Whether it’s stuffing, homemade cranberry sauce, mac n cheese, mashed potatoes, or another mouth-watering side dish, don’t forget to put the lid on the pot or pan.
“Your food cooks faster when you have a lid on top and keep the heat in,” he says Ebony Austinowner of Atlanta-based Nouveau Bar&Grill.
Cut ingredients into smaller pieces.
Try to reduce the surface area of your food, suggests Austin. Cutting up veggies or meat into smaller pieces will help everything cook faster.
“This is really important when you’re baking any kind of dish,” says Austin. “For example, it’s faster to bake a few pieces of chicken that are cut up than it is to bake a whole chicken.”
Another tip: “When cooking mashed potatoes, cut the potato into small potatoes [cube-shaped] pieces before boiling, so the potatoes cook faster,” says Barrett.
Use an all-purpose seasoning.
Instead of rummaging through the spice rack or disorganized bottles in your cabinet or pantry, opt for an all-purpose season.
“If you use an all-purpose seasoning, it will prevent you from sifting through your seasonings to find the right one,” says Barrett.
Fry your turkey.
If you have a fryer big enough for your bird, put it to good use on T-Day.

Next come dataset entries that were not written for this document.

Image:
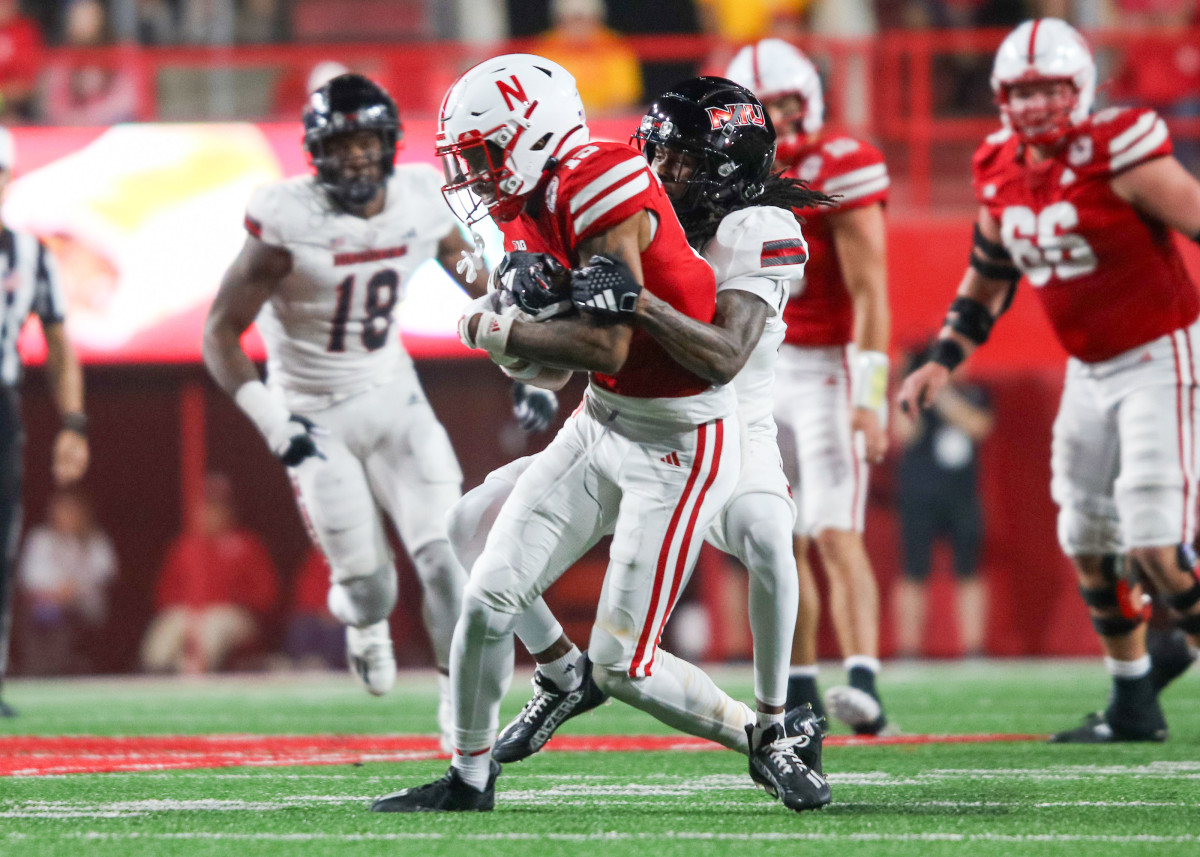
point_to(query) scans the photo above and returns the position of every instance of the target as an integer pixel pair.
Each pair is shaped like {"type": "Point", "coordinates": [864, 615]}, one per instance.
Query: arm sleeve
{"type": "Point", "coordinates": [761, 251]}
{"type": "Point", "coordinates": [855, 173]}
{"type": "Point", "coordinates": [49, 299]}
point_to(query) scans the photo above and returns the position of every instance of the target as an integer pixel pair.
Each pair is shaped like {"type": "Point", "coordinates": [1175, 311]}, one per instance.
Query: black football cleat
{"type": "Point", "coordinates": [775, 766]}
{"type": "Point", "coordinates": [543, 714]}
{"type": "Point", "coordinates": [1101, 727]}
{"type": "Point", "coordinates": [447, 795]}
{"type": "Point", "coordinates": [803, 725]}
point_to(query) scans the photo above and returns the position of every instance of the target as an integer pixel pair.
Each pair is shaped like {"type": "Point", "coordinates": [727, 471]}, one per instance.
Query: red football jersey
{"type": "Point", "coordinates": [853, 171]}
{"type": "Point", "coordinates": [1109, 277]}
{"type": "Point", "coordinates": [593, 189]}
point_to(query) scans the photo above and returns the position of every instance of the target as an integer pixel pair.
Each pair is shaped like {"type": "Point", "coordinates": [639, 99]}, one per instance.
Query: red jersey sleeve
{"type": "Point", "coordinates": [1121, 138]}
{"type": "Point", "coordinates": [599, 186]}
{"type": "Point", "coordinates": [849, 169]}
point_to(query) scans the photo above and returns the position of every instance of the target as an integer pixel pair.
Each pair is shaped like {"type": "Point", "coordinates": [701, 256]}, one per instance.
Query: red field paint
{"type": "Point", "coordinates": [42, 755]}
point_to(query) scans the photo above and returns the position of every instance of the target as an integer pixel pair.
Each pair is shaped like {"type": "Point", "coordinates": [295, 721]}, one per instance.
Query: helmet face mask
{"type": "Point", "coordinates": [1044, 81]}
{"type": "Point", "coordinates": [1039, 109]}
{"type": "Point", "coordinates": [342, 120]}
{"type": "Point", "coordinates": [501, 126]}
{"type": "Point", "coordinates": [478, 175]}
{"type": "Point", "coordinates": [711, 142]}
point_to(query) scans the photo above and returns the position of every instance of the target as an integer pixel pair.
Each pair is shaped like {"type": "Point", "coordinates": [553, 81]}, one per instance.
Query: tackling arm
{"type": "Point", "coordinates": [715, 352]}
{"type": "Point", "coordinates": [465, 262]}
{"type": "Point", "coordinates": [247, 285]}
{"type": "Point", "coordinates": [982, 294]}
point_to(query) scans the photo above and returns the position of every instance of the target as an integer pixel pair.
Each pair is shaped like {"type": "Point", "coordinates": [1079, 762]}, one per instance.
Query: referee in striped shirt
{"type": "Point", "coordinates": [30, 287]}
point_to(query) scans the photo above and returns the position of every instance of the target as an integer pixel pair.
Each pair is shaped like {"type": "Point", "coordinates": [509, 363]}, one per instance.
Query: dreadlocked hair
{"type": "Point", "coordinates": [777, 191]}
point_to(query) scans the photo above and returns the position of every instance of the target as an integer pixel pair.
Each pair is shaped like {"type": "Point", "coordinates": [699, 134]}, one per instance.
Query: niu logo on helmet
{"type": "Point", "coordinates": [736, 114]}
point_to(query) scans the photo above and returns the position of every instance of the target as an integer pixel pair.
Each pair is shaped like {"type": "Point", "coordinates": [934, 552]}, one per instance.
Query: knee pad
{"type": "Point", "coordinates": [361, 601]}
{"type": "Point", "coordinates": [1115, 594]}
{"type": "Point", "coordinates": [1087, 527]}
{"type": "Point", "coordinates": [1150, 515]}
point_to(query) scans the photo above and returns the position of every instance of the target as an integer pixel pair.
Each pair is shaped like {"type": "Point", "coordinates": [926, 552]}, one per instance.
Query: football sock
{"type": "Point", "coordinates": [564, 671]}
{"type": "Point", "coordinates": [861, 672]}
{"type": "Point", "coordinates": [802, 687]}
{"type": "Point", "coordinates": [1132, 685]}
{"type": "Point", "coordinates": [683, 696]}
{"type": "Point", "coordinates": [760, 527]}
{"type": "Point", "coordinates": [766, 720]}
{"type": "Point", "coordinates": [473, 769]}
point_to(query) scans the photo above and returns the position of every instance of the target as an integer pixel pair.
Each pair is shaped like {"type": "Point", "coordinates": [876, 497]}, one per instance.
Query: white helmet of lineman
{"type": "Point", "coordinates": [499, 126]}
{"type": "Point", "coordinates": [772, 69]}
{"type": "Point", "coordinates": [1044, 49]}
{"type": "Point", "coordinates": [7, 150]}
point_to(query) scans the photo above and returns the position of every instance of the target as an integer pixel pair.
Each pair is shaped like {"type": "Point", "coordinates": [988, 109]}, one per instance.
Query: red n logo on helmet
{"type": "Point", "coordinates": [516, 91]}
{"type": "Point", "coordinates": [736, 114]}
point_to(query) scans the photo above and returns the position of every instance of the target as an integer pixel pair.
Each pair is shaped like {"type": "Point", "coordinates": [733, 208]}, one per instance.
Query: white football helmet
{"type": "Point", "coordinates": [1044, 49]}
{"type": "Point", "coordinates": [501, 123]}
{"type": "Point", "coordinates": [772, 69]}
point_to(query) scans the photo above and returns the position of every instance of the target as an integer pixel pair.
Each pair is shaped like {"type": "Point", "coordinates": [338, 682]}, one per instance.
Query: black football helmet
{"type": "Point", "coordinates": [345, 105]}
{"type": "Point", "coordinates": [725, 127]}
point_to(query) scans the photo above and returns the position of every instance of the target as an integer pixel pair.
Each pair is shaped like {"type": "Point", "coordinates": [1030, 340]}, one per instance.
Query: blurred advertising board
{"type": "Point", "coordinates": [145, 219]}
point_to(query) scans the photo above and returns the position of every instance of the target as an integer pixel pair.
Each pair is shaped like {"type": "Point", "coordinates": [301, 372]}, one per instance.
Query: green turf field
{"type": "Point", "coordinates": [983, 798]}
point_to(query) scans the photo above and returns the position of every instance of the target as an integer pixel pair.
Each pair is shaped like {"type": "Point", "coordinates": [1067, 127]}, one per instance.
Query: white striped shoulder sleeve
{"type": "Point", "coordinates": [49, 299]}
{"type": "Point", "coordinates": [1144, 139]}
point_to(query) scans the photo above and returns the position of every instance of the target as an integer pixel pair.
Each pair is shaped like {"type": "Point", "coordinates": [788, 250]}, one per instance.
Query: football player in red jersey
{"type": "Point", "coordinates": [652, 454]}
{"type": "Point", "coordinates": [1084, 207]}
{"type": "Point", "coordinates": [831, 391]}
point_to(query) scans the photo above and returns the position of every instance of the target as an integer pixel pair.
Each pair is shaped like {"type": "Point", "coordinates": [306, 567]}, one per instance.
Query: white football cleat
{"type": "Point", "coordinates": [371, 657]}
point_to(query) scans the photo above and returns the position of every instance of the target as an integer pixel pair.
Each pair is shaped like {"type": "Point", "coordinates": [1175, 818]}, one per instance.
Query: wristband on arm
{"type": "Point", "coordinates": [948, 353]}
{"type": "Point", "coordinates": [871, 383]}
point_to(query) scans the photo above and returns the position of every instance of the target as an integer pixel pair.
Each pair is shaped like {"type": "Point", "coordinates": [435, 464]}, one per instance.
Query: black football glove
{"type": "Point", "coordinates": [300, 443]}
{"type": "Point", "coordinates": [605, 287]}
{"type": "Point", "coordinates": [533, 407]}
{"type": "Point", "coordinates": [538, 282]}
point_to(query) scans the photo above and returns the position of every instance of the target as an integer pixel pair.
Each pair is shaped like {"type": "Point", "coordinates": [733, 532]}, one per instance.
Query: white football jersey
{"type": "Point", "coordinates": [762, 251]}
{"type": "Point", "coordinates": [329, 328]}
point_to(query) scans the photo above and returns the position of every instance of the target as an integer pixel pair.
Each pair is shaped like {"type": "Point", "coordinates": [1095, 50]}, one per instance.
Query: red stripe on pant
{"type": "Point", "coordinates": [1180, 427]}
{"type": "Point", "coordinates": [652, 631]}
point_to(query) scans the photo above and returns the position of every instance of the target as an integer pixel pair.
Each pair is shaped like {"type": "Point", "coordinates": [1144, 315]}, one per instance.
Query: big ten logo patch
{"type": "Point", "coordinates": [736, 115]}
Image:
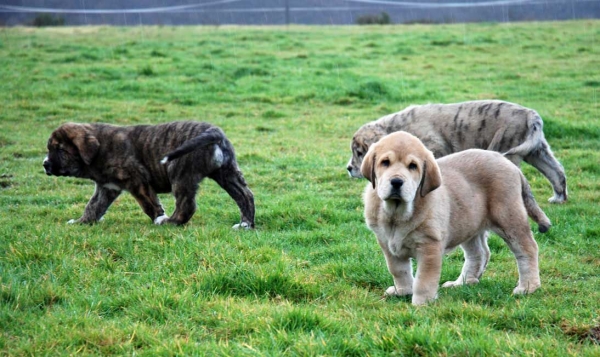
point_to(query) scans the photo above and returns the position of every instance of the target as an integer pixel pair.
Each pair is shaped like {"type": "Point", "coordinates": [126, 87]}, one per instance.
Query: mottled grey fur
{"type": "Point", "coordinates": [508, 128]}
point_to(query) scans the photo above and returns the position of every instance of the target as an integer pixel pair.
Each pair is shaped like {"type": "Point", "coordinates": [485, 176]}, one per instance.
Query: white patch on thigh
{"type": "Point", "coordinates": [161, 219]}
{"type": "Point", "coordinates": [217, 156]}
{"type": "Point", "coordinates": [111, 186]}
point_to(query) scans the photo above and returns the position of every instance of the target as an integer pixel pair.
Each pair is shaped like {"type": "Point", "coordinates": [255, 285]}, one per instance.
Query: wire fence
{"type": "Point", "coordinates": [277, 12]}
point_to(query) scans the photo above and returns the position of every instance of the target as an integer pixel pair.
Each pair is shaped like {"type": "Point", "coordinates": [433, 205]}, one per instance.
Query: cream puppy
{"type": "Point", "coordinates": [422, 208]}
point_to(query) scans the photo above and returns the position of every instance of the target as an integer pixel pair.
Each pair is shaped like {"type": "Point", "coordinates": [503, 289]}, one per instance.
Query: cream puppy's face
{"type": "Point", "coordinates": [399, 167]}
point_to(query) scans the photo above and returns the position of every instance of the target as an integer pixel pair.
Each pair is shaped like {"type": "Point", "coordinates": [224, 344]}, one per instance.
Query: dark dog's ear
{"type": "Point", "coordinates": [431, 178]}
{"type": "Point", "coordinates": [85, 142]}
{"type": "Point", "coordinates": [368, 167]}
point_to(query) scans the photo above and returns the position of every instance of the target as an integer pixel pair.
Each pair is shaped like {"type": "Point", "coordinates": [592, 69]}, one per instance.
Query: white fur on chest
{"type": "Point", "coordinates": [396, 230]}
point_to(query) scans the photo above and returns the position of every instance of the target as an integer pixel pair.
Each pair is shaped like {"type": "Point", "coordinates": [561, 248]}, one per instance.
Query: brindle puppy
{"type": "Point", "coordinates": [119, 158]}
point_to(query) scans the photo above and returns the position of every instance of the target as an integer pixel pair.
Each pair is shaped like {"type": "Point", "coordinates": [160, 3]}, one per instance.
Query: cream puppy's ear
{"type": "Point", "coordinates": [368, 166]}
{"type": "Point", "coordinates": [432, 178]}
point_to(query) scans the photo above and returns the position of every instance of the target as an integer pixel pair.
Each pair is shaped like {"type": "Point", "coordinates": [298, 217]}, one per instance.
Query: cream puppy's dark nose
{"type": "Point", "coordinates": [397, 183]}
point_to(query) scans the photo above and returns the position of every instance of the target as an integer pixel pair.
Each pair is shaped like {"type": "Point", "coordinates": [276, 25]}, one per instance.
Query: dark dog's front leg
{"type": "Point", "coordinates": [148, 200]}
{"type": "Point", "coordinates": [232, 181]}
{"type": "Point", "coordinates": [96, 208]}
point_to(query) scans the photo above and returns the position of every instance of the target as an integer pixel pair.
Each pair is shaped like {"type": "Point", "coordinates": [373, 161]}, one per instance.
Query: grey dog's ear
{"type": "Point", "coordinates": [431, 178]}
{"type": "Point", "coordinates": [85, 142]}
{"type": "Point", "coordinates": [368, 167]}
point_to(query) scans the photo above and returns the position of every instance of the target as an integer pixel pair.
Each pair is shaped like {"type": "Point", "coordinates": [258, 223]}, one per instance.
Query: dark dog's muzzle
{"type": "Point", "coordinates": [47, 167]}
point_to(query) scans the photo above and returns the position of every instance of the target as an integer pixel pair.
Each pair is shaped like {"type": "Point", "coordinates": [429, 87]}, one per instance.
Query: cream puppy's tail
{"type": "Point", "coordinates": [533, 209]}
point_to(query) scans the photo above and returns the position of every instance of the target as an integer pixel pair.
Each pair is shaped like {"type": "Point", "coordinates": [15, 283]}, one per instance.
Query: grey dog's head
{"type": "Point", "coordinates": [71, 147]}
{"type": "Point", "coordinates": [364, 137]}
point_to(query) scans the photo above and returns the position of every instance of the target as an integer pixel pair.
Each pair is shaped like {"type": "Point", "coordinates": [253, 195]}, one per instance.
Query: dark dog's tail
{"type": "Point", "coordinates": [533, 138]}
{"type": "Point", "coordinates": [533, 209]}
{"type": "Point", "coordinates": [211, 136]}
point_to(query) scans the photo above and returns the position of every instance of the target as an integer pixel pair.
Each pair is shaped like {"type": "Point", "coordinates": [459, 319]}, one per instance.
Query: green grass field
{"type": "Point", "coordinates": [310, 279]}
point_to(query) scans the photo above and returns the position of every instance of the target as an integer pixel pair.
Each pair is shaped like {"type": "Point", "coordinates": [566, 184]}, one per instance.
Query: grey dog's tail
{"type": "Point", "coordinates": [533, 209]}
{"type": "Point", "coordinates": [534, 137]}
{"type": "Point", "coordinates": [211, 136]}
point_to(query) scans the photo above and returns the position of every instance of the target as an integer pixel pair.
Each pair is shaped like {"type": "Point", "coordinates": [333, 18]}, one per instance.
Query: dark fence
{"type": "Point", "coordinates": [280, 12]}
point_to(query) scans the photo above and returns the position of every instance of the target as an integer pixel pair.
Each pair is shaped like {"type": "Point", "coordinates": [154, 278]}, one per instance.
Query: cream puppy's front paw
{"type": "Point", "coordinates": [392, 291]}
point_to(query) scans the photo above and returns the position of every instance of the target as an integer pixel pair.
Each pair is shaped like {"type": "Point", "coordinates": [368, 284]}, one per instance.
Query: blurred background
{"type": "Point", "coordinates": [280, 12]}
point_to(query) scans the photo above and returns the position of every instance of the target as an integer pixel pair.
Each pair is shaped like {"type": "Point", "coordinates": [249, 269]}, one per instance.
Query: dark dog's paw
{"type": "Point", "coordinates": [161, 219]}
{"type": "Point", "coordinates": [244, 225]}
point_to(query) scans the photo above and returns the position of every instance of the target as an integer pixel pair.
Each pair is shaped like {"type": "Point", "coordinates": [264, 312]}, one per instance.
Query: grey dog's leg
{"type": "Point", "coordinates": [543, 160]}
{"type": "Point", "coordinates": [96, 208]}
{"type": "Point", "coordinates": [231, 180]}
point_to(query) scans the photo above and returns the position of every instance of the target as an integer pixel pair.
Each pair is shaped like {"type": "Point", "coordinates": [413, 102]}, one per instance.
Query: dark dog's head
{"type": "Point", "coordinates": [71, 148]}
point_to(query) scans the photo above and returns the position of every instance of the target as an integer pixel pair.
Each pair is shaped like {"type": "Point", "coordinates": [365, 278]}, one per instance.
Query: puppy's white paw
{"type": "Point", "coordinates": [423, 300]}
{"type": "Point", "coordinates": [241, 225]}
{"type": "Point", "coordinates": [161, 219]}
{"type": "Point", "coordinates": [557, 199]}
{"type": "Point", "coordinates": [522, 290]}
{"type": "Point", "coordinates": [392, 291]}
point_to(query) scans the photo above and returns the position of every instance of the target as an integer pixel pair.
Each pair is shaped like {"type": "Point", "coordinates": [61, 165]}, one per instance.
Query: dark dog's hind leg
{"type": "Point", "coordinates": [148, 200]}
{"type": "Point", "coordinates": [96, 208]}
{"type": "Point", "coordinates": [185, 202]}
{"type": "Point", "coordinates": [231, 180]}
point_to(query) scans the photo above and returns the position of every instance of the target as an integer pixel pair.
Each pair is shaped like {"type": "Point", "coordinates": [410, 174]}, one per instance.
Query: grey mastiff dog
{"type": "Point", "coordinates": [146, 160]}
{"type": "Point", "coordinates": [508, 128]}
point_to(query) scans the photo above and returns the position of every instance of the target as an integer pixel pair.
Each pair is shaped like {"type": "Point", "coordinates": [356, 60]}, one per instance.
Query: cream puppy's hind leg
{"type": "Point", "coordinates": [429, 270]}
{"type": "Point", "coordinates": [401, 270]}
{"type": "Point", "coordinates": [477, 255]}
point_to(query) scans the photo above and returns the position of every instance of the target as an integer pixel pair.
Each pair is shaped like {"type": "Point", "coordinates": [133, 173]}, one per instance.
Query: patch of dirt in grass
{"type": "Point", "coordinates": [582, 333]}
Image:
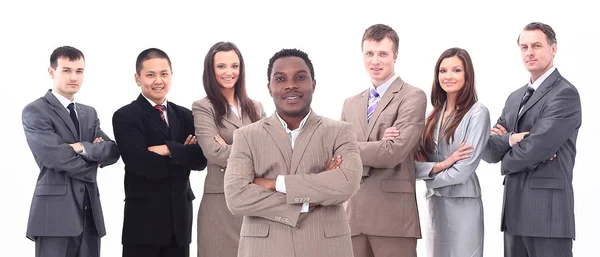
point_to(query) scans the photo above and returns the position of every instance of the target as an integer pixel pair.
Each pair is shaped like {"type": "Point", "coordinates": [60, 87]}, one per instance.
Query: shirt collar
{"type": "Point", "coordinates": [63, 100]}
{"type": "Point", "coordinates": [383, 87]}
{"type": "Point", "coordinates": [155, 104]}
{"type": "Point", "coordinates": [541, 79]}
{"type": "Point", "coordinates": [284, 124]}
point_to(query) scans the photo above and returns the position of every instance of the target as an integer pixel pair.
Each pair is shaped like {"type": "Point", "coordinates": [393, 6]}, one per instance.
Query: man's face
{"type": "Point", "coordinates": [67, 77]}
{"type": "Point", "coordinates": [379, 59]}
{"type": "Point", "coordinates": [291, 87]}
{"type": "Point", "coordinates": [536, 53]}
{"type": "Point", "coordinates": [155, 79]}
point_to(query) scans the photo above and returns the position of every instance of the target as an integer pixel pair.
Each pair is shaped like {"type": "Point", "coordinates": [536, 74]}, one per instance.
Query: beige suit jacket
{"type": "Point", "coordinates": [273, 225]}
{"type": "Point", "coordinates": [217, 154]}
{"type": "Point", "coordinates": [386, 203]}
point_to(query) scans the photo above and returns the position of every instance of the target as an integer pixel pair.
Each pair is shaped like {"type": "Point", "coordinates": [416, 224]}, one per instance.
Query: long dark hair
{"type": "Point", "coordinates": [213, 89]}
{"type": "Point", "coordinates": [467, 96]}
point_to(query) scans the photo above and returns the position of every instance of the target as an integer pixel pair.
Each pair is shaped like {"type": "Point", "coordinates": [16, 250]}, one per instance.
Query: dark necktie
{"type": "Point", "coordinates": [526, 97]}
{"type": "Point", "coordinates": [73, 115]}
{"type": "Point", "coordinates": [373, 100]}
{"type": "Point", "coordinates": [161, 109]}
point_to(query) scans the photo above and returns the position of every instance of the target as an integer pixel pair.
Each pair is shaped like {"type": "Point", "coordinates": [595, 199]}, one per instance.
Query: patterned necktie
{"type": "Point", "coordinates": [373, 100]}
{"type": "Point", "coordinates": [161, 109]}
{"type": "Point", "coordinates": [73, 115]}
{"type": "Point", "coordinates": [526, 97]}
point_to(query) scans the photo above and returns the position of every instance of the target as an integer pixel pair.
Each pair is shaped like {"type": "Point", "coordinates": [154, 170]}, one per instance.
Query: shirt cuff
{"type": "Point", "coordinates": [83, 152]}
{"type": "Point", "coordinates": [304, 207]}
{"type": "Point", "coordinates": [280, 184]}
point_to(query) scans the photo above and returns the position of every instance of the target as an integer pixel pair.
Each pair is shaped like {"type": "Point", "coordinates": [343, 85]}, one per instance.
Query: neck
{"type": "Point", "coordinates": [229, 94]}
{"type": "Point", "coordinates": [292, 122]}
{"type": "Point", "coordinates": [451, 102]}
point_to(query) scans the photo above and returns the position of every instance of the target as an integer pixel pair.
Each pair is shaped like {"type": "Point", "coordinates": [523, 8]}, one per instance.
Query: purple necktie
{"type": "Point", "coordinates": [373, 100]}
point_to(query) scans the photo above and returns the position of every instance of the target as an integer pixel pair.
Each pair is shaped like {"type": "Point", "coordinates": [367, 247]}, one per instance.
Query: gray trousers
{"type": "Point", "coordinates": [526, 246]}
{"type": "Point", "coordinates": [85, 245]}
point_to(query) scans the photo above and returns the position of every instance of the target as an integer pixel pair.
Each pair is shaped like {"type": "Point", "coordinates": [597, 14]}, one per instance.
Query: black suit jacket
{"type": "Point", "coordinates": [158, 197]}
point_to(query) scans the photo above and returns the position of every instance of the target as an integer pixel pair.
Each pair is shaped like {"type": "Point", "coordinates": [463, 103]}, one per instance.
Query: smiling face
{"type": "Point", "coordinates": [67, 77]}
{"type": "Point", "coordinates": [536, 52]}
{"type": "Point", "coordinates": [291, 87]}
{"type": "Point", "coordinates": [227, 68]}
{"type": "Point", "coordinates": [155, 79]}
{"type": "Point", "coordinates": [451, 75]}
{"type": "Point", "coordinates": [379, 59]}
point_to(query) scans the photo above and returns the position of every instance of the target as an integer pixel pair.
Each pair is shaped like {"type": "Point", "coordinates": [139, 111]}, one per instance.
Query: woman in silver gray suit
{"type": "Point", "coordinates": [456, 133]}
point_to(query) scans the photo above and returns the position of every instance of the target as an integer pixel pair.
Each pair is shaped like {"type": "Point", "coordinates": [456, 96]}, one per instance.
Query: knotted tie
{"type": "Point", "coordinates": [373, 100]}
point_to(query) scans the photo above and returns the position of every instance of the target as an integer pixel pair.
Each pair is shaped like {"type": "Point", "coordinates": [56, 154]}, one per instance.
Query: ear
{"type": "Point", "coordinates": [137, 79]}
{"type": "Point", "coordinates": [51, 72]}
{"type": "Point", "coordinates": [269, 87]}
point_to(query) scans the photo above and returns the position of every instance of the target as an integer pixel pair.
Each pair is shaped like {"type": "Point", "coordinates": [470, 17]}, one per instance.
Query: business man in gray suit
{"type": "Point", "coordinates": [535, 140]}
{"type": "Point", "coordinates": [68, 145]}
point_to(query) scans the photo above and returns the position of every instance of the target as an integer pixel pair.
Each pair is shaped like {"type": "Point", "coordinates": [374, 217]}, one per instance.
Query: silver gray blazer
{"type": "Point", "coordinates": [459, 180]}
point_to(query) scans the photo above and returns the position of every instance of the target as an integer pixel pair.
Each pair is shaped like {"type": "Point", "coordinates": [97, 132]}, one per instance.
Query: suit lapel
{"type": "Point", "coordinates": [540, 92]}
{"type": "Point", "coordinates": [174, 122]}
{"type": "Point", "coordinates": [153, 116]}
{"type": "Point", "coordinates": [62, 112]}
{"type": "Point", "coordinates": [274, 128]}
{"type": "Point", "coordinates": [306, 133]}
{"type": "Point", "coordinates": [383, 102]}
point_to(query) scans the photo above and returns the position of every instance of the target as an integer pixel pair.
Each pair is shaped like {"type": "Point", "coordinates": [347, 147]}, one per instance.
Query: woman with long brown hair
{"type": "Point", "coordinates": [456, 134]}
{"type": "Point", "coordinates": [225, 108]}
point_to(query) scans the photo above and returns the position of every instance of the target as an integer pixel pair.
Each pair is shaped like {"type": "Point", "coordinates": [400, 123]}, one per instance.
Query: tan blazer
{"type": "Point", "coordinates": [386, 204]}
{"type": "Point", "coordinates": [215, 153]}
{"type": "Point", "coordinates": [273, 224]}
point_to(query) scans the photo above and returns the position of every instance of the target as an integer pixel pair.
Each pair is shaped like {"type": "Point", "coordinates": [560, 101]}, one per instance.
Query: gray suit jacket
{"type": "Point", "coordinates": [538, 193]}
{"type": "Point", "coordinates": [386, 204]}
{"type": "Point", "coordinates": [273, 225]}
{"type": "Point", "coordinates": [460, 180]}
{"type": "Point", "coordinates": [57, 205]}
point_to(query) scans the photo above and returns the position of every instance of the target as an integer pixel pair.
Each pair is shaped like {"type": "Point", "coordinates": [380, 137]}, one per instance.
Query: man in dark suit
{"type": "Point", "coordinates": [68, 145]}
{"type": "Point", "coordinates": [535, 140]}
{"type": "Point", "coordinates": [158, 148]}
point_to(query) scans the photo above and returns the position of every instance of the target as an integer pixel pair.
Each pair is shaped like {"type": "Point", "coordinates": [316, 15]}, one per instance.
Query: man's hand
{"type": "Point", "coordinates": [190, 140]}
{"type": "Point", "coordinates": [334, 163]}
{"type": "Point", "coordinates": [77, 147]}
{"type": "Point", "coordinates": [162, 150]}
{"type": "Point", "coordinates": [517, 137]}
{"type": "Point", "coordinates": [390, 133]}
{"type": "Point", "coordinates": [220, 140]}
{"type": "Point", "coordinates": [498, 130]}
{"type": "Point", "coordinates": [268, 183]}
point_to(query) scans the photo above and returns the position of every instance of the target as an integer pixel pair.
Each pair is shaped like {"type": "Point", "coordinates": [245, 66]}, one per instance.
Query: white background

“Using the fryer cuts cooking time down a lot,” says Barrett. “Frying a turkey can take up to 45 minutes [depending on its size]rather than spending three or four hours cooking a turkey traditionally in the oven.”
Turn up the temperature on meats.
“Cooking at a higher temperature will definitely cook your meat faster,” explains Austin. “But please make sure to use a food thermometer to make sure your meat is done and cooked to your liking.”
FYI: According to the USDA, turkey must reach an internal temperature of 165°F, while beef, pork and lamb should be cooked to at least 145°F for food safety.
Soak dried legumes.
If you plan to serve a dish that calls for any raw legumes – such as black beans, pinto beans, or chickpeas – be sure to soak them for at least four hours before preparing your dish. Or better yet, make the time to feel them overnight.
“joking [legumes] they make them softer and reduce the cooking time,” says Austin.
However, to save even more time, you can buy these items canned instead.